## Pipeline: Tune hyperparameters

Using the Titanic dataset from [this](https://www.kaggle.com/c/titanic/overview) Kaggle competition.

In this section, we will tune the hyperparameters for the basic model we fit in the last section.

### Read in data

![Tune Hyperparameters](../../img/tune_hyperparameters.png)

In [10]:
import pandas as pd
from sklearn.ensemble import RandomForestClassifier
from sklearn.model_selection import GridSearchCV
#LETS RUN A GRIDSEARCHCV TO FIND THE OPTIMAL PARAMETER SETTINGS FOR OUR MODEL
#GRIDSEARCHCV IS SIMPLY A WRAPPER AROUND RF WHICH ALLOWS US TO USE IT WITHIN CROSS-VALIDATION
tr_features = pd.read_csv('/Users/AndrewMcLeod_1/Desktop/Ex_Files_Applied_Machine_Learning/Exercise Files/train_features.csv')
tr_labels = pd.read_csv('/Users/AndrewMcLeod_1/Desktop/Ex_Files_Applied_Machine_Learning/Exercise Files/train_labels.csv', header=None)
tr_labels.drop(index=tr_labels.index[1],axis=0,inplace=True)

### Hyperparameter tuning

![Hyperparameters](../../img/hyperparameters.png)

In [11]:
#OUR FUNCTION HERE PRINTS OUT THE AVERAGE ACCURACY SCORE ACCROSS OUR FIVE FOLDS AND THE STD OF THE ACCURACY SCORE FOR EVERY HYPERPARAMETER COMBO
#THIS WILL GIVES US ALL THE NEEDED INFO TO CHOOSE OPTIMAL HYPERPARAMETER SETTINGS
def print_results(results):
    print('BEST PARAMS: {}\n'.format(results.best_params_))

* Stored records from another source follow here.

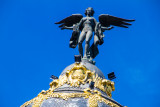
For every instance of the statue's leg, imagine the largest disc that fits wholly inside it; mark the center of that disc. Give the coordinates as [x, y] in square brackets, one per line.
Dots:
[80, 41]
[88, 38]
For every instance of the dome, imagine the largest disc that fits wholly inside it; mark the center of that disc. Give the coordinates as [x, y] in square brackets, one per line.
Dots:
[79, 85]
[88, 65]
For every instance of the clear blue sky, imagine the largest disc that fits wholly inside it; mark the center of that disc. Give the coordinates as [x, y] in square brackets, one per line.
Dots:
[32, 48]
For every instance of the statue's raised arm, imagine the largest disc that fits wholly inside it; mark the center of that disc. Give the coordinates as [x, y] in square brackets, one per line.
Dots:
[84, 28]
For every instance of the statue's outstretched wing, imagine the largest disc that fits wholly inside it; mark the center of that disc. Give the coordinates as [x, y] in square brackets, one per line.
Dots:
[69, 21]
[107, 20]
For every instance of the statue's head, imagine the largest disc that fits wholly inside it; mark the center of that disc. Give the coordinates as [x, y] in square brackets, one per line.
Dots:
[89, 11]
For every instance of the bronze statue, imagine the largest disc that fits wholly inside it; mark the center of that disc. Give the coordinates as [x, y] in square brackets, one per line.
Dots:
[87, 25]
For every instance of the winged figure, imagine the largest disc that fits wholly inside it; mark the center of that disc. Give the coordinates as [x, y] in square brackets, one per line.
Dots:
[84, 28]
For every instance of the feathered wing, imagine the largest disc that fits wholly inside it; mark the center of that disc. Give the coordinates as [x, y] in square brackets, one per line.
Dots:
[69, 21]
[107, 20]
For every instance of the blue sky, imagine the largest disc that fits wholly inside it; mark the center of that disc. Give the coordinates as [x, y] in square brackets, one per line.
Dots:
[32, 48]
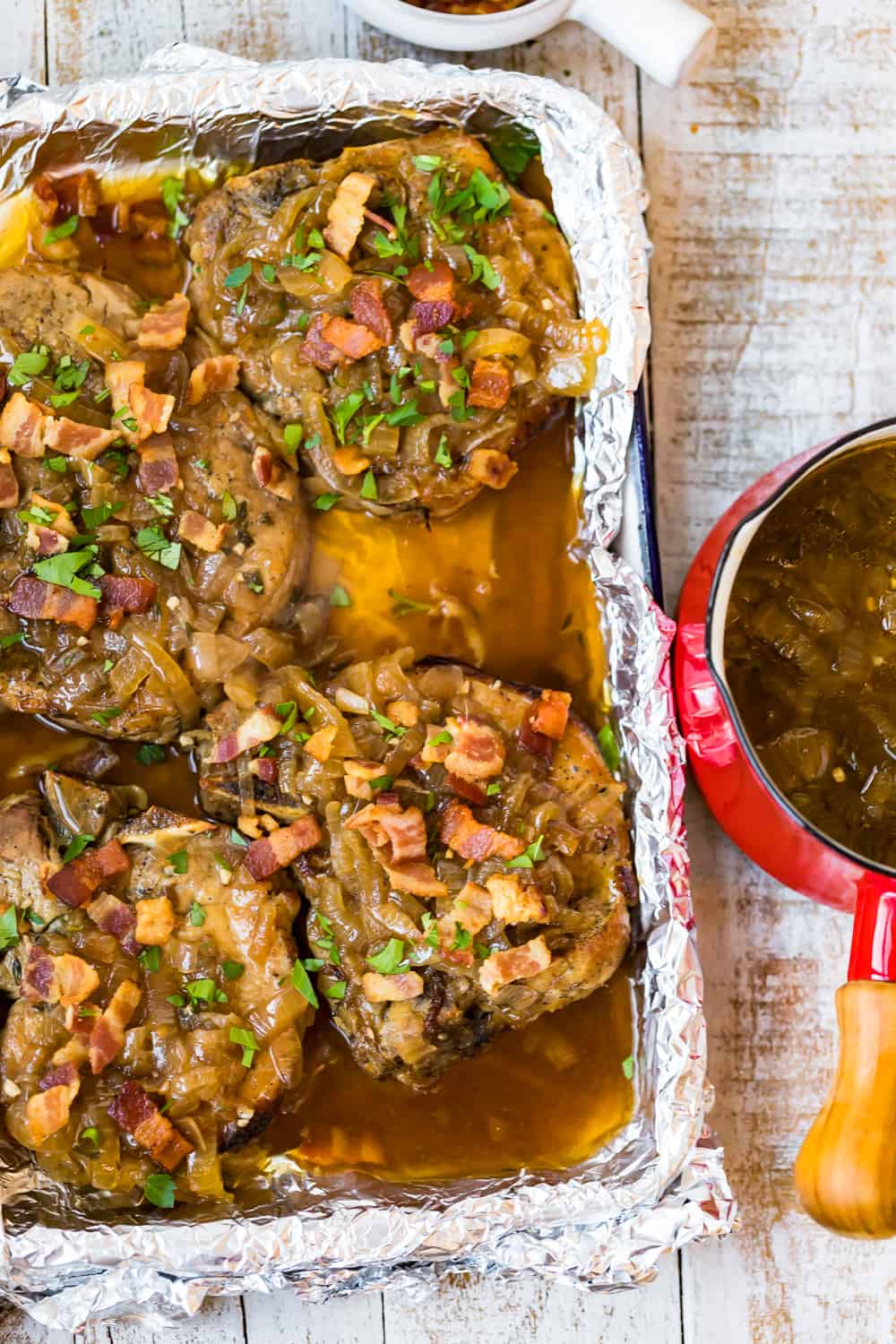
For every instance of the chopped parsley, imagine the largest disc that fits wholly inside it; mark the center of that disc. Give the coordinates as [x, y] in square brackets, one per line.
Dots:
[64, 230]
[159, 1190]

    means = results.cv_results_['mean_test_score']
    stds = results.cv_results_['std_test_score']
    for mean, std, params in zip(means, stds, results.cv_results_['params']):
        print('{} (+/-{}) for {}'.format(round(mean, 3), round(std * 2, 3), params))

In [12]:
#NOW WE CAN DO OUR GRIDSEARCHCV
#ESSENTIALLY A RANDOM FOREST IS A COLLECTION OF DECISION TREES
rf = RandomForestClassifier()
#THERE ARE TWO HP'S THAT WE WANT TO TUNE, NUMBER OF ESTIMATORS (IE: INDIVIDUAL DECISION TREES),
#AND MAX DEPTH (HOW DEEP THE DECISION TREES GO)
parameters = {
    'n_estimators': [5, 50, 100],
    'max_depth': [2, 10, 20, None]
}
#Now we call GreidsearchCV to run every possible combonation of parameter
#WITH 12 PARAMETER COMBINATIONS AND 5 FOLDS OF CV THIS IS CREATING 60 MODELS!
cv = GridSearchCV(rf, parameters, cv=5)
cv.fit(tr_features, tr_labels.values.ravel())

print_results(cv)



BEST PARAMS: {'max_depth': 10, 'n_estimators': 50}

0.764 (+/-0.118) for {'max_depth': 2, 'n_estimators': 5}
0.811 (+/-0.085) for {'max_depth': 2, 'n_estimators': 50}
0.802 (+/-0.106) for {'max_depth': 2, 'n_estimators': 100}
0.82 (+/-0.037) for {'max_depth': 10, 'n_estimators': 5}
0.824 (+/-0.058) for {'max_depth': 10, 'n_estimators': 50}
0.818 (+/-0.063) for {'max_depth': 10, 'n_estimators': 100}
0.792 (+/-0.053) for {'max_depth': 20, 'n_estimators': 5}
0.805 (+/-0.021) for {'max_depth': 20, 'n_estimators': 50}
0.811 (+/-0.022) for {'max_depth': 20, 'n_estimators': 100}
0.8 (+/-0.009) for {'max_depth': None, 'n_estimators': 5}
0.809 (+/-0.054) for {'max_depth': None, 'n_estimators': 50}
0.809 (+/-0.025) for {'max_depth': None, 'n_estimators': 100}


In [None]:
#THUS OUR BEST FIT MODEL HAS A MAX DEPTH OF 10 AND NUMBER OF TREES AT 100
#OBSERVE THE ACCURACY IS LITTLE BETTER THAN OUR DEFAULT BEST RUN IN THE LAST EXCERCISE WITH NUMBER OF PARAMETERS AT TEN AND DEPTH AT NONE!